A bacteriocin gene cluster able to enhance plasmid maintenance in Lactococcus lactis

Abstract

Background: Lactococcus lactis is widely used as a dairy starter and has been extensively studied. Based on the acquired knowledge on its physiology and metabolism, new applications have been envisaged and there is an increasing interest of using L. lactis as a cell factory. Plasmids constitute the main toolbox for L. lactis genetic engineering and most rely on antibiotic resistant markers for plasmid selection and maintenance. In this work, we have assessed the ability of the bacteriocin Lactococcin 972 (Lcn972) gene cluster to behave as a food-grade post-segregational killing system to stabilize recombinant plasmids in L. lactis in the absence of antibiotics. Lcn972 is a non-lantibiotic bacteriocin encoded by the 11-kbp plasmid pBL1 with a potent antimicrobial activity against Lactococcus.

Results: Attempts to clone the full lcn972 operon with its own promoter (P972), the structural gene lcn972 and the immunity genes orf2-orf3 in the unstable plasmid pIL252 failed and only plasmids with a mutated promoter were recovered. Alternatively, cloning under other constitutive promoters was approached and achieved, but bacteriocin production levels were lower than those provided by pBL1. Segregational stability studies revealed that the recombinant plasmids that yielded high bacteriocin titers were maintained for at least 200 generations without antibiotic selection. In the case of expression vectors such as pTRL1, the Lcn972 gene cluster also contributed to plasmid maintenance without compromising the production of the fluorescent mCherry protein. Furthermore, unstable Lcn972 recombinant plasmids became integrated into the chromosome through the activity of insertion sequences, supporting the notion that Lcn972 does apply a strong selective pressure against susceptible cells.

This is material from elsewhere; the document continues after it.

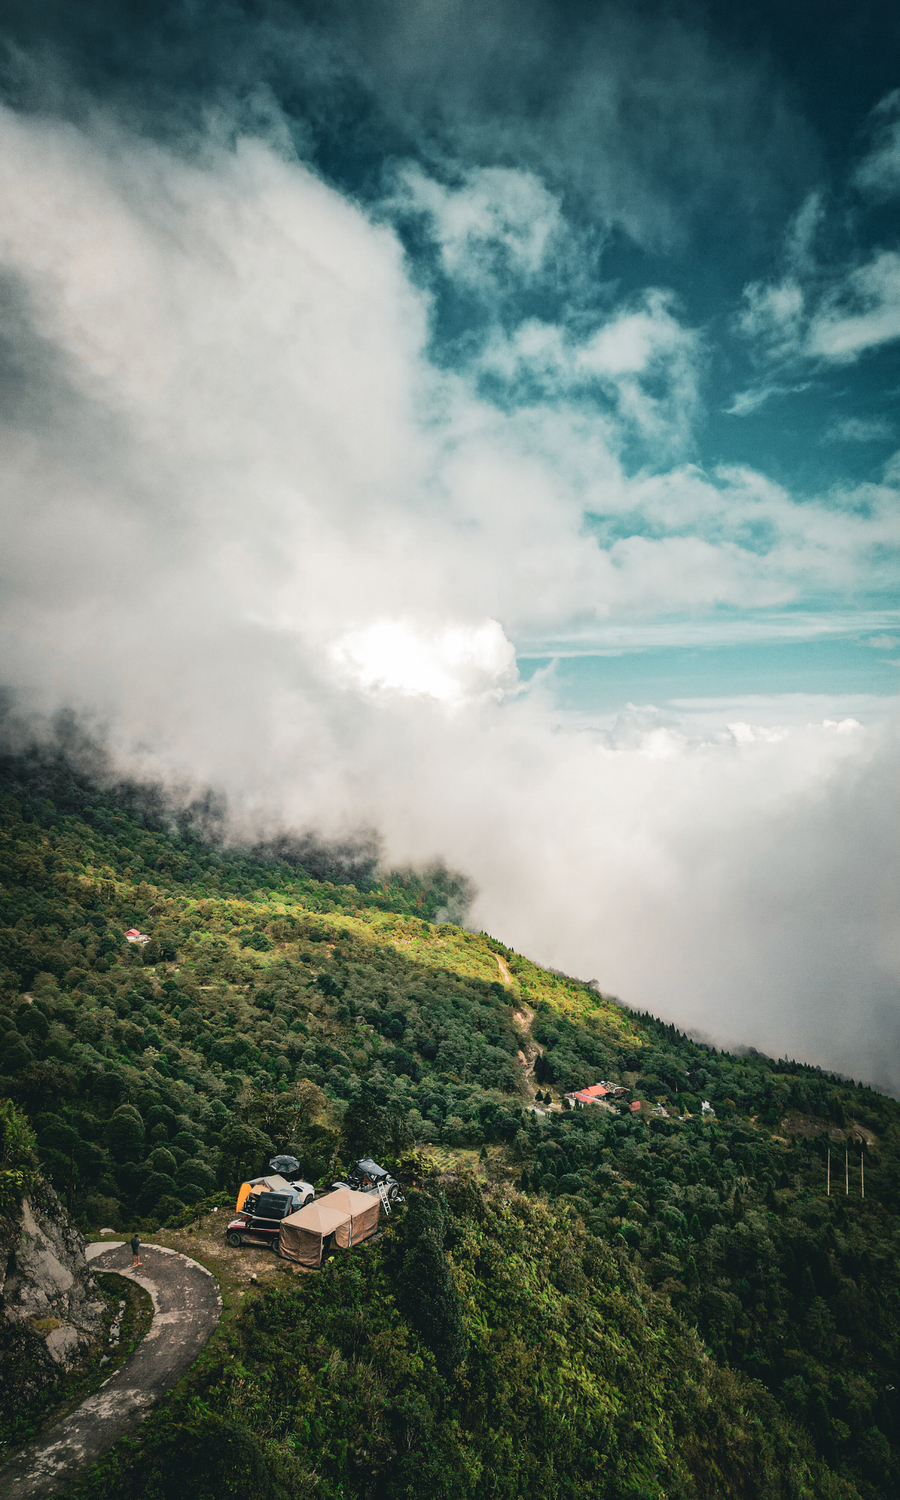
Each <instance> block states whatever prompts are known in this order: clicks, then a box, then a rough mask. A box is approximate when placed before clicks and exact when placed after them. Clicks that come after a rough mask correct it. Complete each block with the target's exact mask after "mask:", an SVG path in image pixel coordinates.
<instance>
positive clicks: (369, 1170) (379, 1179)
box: [336, 1157, 404, 1208]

Despite of it, the Lcn972 gene cluster was not enough to avoid the use of antibiotics to select plasmid-bearing cells right after transformation.

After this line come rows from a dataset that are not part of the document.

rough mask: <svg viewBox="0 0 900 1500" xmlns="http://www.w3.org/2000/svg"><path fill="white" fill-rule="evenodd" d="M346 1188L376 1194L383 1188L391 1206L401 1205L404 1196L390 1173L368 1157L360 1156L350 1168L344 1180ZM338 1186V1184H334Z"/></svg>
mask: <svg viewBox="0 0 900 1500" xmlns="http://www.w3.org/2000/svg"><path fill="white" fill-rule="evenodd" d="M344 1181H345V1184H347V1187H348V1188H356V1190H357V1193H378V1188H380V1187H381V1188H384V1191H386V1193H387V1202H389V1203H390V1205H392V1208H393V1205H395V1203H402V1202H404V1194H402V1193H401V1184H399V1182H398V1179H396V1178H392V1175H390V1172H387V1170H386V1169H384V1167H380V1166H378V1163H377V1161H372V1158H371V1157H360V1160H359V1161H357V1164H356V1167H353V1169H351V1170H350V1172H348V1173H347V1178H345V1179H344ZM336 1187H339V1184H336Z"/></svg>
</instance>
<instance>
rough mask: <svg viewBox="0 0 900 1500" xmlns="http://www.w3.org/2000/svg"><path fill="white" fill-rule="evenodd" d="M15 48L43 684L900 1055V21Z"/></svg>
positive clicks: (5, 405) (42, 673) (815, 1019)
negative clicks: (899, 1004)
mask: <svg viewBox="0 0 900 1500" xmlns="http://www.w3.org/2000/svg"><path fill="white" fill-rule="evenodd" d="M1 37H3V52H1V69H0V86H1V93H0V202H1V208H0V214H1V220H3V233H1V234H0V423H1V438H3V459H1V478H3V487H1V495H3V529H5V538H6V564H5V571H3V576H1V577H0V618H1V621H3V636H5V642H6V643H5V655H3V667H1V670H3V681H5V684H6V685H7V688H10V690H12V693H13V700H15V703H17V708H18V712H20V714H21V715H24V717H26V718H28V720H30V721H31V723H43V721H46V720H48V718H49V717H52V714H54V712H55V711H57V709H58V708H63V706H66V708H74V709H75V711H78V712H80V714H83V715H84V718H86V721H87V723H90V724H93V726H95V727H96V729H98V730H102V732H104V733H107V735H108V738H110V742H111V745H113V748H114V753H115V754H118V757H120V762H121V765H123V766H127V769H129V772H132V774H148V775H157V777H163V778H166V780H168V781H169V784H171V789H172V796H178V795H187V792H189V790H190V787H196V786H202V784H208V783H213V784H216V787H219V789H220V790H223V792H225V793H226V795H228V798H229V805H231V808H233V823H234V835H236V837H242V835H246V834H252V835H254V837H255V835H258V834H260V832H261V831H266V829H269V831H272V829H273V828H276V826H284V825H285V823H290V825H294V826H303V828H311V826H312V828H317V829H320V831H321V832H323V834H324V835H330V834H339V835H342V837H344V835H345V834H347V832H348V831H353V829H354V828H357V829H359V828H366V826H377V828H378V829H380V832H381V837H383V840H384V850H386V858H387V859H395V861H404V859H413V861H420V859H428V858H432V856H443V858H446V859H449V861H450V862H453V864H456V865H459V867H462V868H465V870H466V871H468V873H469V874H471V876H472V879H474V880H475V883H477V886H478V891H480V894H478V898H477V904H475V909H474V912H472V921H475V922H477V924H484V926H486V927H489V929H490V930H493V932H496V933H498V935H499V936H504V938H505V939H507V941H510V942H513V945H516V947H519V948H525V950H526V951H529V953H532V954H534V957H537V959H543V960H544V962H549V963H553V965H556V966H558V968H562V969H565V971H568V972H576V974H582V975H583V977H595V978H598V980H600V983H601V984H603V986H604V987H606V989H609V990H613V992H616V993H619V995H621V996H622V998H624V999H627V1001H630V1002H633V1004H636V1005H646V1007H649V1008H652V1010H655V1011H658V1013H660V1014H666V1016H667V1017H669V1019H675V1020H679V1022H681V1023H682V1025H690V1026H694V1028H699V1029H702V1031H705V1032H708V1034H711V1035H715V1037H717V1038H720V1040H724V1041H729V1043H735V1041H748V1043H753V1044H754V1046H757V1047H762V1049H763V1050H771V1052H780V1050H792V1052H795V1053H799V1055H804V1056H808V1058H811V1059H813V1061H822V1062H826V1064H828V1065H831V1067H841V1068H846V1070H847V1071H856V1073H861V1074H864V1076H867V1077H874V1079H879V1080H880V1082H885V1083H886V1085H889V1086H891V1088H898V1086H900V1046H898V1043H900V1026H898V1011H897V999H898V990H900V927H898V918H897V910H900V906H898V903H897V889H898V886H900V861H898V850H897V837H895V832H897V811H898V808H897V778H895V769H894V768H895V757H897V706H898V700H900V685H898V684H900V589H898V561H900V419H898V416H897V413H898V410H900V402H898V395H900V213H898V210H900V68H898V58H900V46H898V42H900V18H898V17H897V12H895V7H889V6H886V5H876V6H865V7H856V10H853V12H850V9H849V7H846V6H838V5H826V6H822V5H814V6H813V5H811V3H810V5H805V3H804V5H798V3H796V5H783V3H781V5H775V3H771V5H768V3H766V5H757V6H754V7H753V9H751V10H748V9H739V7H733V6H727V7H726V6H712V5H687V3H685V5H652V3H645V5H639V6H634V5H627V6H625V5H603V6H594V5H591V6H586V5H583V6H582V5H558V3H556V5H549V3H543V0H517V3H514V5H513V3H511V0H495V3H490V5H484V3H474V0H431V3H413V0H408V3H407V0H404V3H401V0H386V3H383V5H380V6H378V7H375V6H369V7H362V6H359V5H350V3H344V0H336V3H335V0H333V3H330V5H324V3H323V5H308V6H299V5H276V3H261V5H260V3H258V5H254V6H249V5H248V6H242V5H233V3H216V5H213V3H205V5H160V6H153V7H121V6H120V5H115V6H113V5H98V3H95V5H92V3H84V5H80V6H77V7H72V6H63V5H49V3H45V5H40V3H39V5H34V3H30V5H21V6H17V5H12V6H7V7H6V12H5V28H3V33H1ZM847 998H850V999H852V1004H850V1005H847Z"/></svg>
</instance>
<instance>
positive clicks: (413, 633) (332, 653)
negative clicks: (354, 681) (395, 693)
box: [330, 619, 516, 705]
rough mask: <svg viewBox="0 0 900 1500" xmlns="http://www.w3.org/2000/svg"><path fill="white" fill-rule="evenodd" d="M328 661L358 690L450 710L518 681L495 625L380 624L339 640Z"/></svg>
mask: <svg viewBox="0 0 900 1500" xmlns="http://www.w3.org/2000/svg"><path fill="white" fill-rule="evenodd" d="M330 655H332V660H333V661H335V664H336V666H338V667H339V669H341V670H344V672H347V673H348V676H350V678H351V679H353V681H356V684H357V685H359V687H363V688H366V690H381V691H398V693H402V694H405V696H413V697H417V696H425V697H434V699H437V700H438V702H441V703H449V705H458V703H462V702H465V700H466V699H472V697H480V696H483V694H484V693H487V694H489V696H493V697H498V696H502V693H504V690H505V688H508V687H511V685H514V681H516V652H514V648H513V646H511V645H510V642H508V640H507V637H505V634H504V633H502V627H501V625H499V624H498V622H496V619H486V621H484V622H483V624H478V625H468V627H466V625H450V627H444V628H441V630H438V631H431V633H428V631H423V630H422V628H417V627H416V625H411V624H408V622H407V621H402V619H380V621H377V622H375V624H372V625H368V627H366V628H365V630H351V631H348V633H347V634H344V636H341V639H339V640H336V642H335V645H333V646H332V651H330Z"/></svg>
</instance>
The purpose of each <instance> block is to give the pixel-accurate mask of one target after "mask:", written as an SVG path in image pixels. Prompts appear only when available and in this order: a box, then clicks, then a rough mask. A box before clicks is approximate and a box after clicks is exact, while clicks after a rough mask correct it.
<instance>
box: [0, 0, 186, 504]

Conclusions: Inserting the Lcn972 cluster into segregational unstable plasmids prevents their lost by segregation and probable could be applied as an alternative to the use of antibiotics to support safer and more sustainable biotechnological applications of genetically engineered L. lactis.

Figure 1

Schematic drawing of the plasmids bearing the Lcn972 gene cluster. The plasmids are based on the pIL252 replicon (4.6 kbp) besides pTLR1_Lcn972, which is based on pTLR1, and pBL1, which is the original plasmid found in the wild-type Lcn972-producing strain L. lactis IPLA972. Black arrow: structural lcn972 gene; grey arrows: immunity genes; white arrow: hypothetical orf4. The different promoters driving expression of the Lcn972 gene cluster are shown in circles. P*₉₇₂: mutated promoter. The size of each plasmid is shown in brackets.

Figure 2

Segregational stability of Lcn972-expressing plasmids in L. lactis NZ9000 grown without erythromycin (Em). All the experiments were started from fresh overnight cultures in GM17Em (except pBL1). Experiments were carried out once except for pIL252 (in A), that was performed three times (only one representative curve is shown), and for pOrf4 (in B), where two independent Em-resistant colonies (−a, −b) were tested. L. lactis 200 g-a is a Em-resistant Lcn972-producing colony isolated from L. lactis pOrf4 after 200 generations.

Figure 3

Segregational stability of the red fluorescent protein mCherry expression plasmid pTRL1 with and without the Lcn972 gene cluster. (A) Pink colony phenotype of pTRL1 to assess the functional expression of the mCherry protein in L. lactis NZ9000 cells. The arrows point to plasmid-free colonies. (B) Stability of the plasmid pTRL1 and pTRL1_Lcn972 in which the Lcn972 gene cluster from pDorf4 was cloned. Cultures were grown in GM17 without erythromycin and the presence of the plasmids was determined by pink/white screening on an average of 390 colonies per sampling time. The experiments were carried out with two independent cultures denoted as (a) and (b).

Figure 4

Integration of the plasmid pOrf4 in the chromosome of L. lactis NZ9000. (A) Results of the PCR strategy to define the region of pOrf4 involved in the molecular reorganization with the chromosome. Primer pairs orf4-F/lcn2, ery5/orf4-R, eryrepF-F/repE-R, and repE-F/repE2-R were used in PCRs A, B, C and D, respectively. (B) Presence of the insertion sequences (black arrows) IS981 and IS1216 as revealed by direct sequencing of the chromosome of L. lactis 200 g and L. lactis 400 g, respectively.

Figure 5

Presence of the Lcn972 gene cluster does not allow direct selection of transformants after plasmid electroporation.L. lactis NZ9000 was electroporated with pDorf4 and colony forming units of the transformation mix right after electroporation (generation 0) and during sub-culturing in GM17 were followed by plating in the presence (GM17Em) or absence (GM17) of erythromycin.